As regras levam em conta o imposto pago por pessoas jurídicas. A soma da tributação como pessoa jurídica e como pessoa física não poderá superar 34% do valor dos dividendos pagos por empresas não financeiras, ou 45% no caso de empresas financeiras.

Os sócios de empresas, por exemplo, devem pagar mais. O dono de uma companhia que recebe R$ 985 mil por ano e tem uma alíquota efetiva de 2,7% passará a pagar mais 3,72%, porque sua alíquota mínima será de 6,42%, segundo a tabela apresentada pelo ministério.

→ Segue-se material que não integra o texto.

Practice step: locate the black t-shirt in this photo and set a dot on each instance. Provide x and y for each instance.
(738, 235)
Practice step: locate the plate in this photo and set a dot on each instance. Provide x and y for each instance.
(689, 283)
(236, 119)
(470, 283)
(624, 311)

Exemplos de como fica o IR:


  • Renda anual de até R$ 600 mil - Sem cobrança adicional de imposto
  • Renda anual de R$ 750 mil - Alíquota de 2,5%, equivalente a R$ 18.750
  • Renda anual de R$ 900 mil - Alíquota de 5%, equivalente a R$ 45 mil
  • Renda anual de R$ 1,05 milhão - Alíquota de 7,5%, equivalente a R$ 78.750
  • Renda anual de R$ 1,2 milhão - Alíquota de 10%, equivalente a R$ 120 mil

A compensação deve arrecadar R$ 76,2 bilhões em três anos. O texto final implica em um recuo de Lira, que pretendia reduzir para 9% o percentual cobrado de contribuintes de alta renda. O motivo foi a pressão da população, que reclamou de proteção aos super-ricos.

A mudança foi promessa eleitoral de Lula e deve entrar na campanha presidencial do ano que vem. A aprovação da isenção era prioridade da gestão petista e deverá ser uma das principais bandeiras para Lula tentar a reeleição em 2026. Como também tem apelo junto às bases eleitorais de deputados e senadores, a mudança contou com o voto favorável de todos os partidos.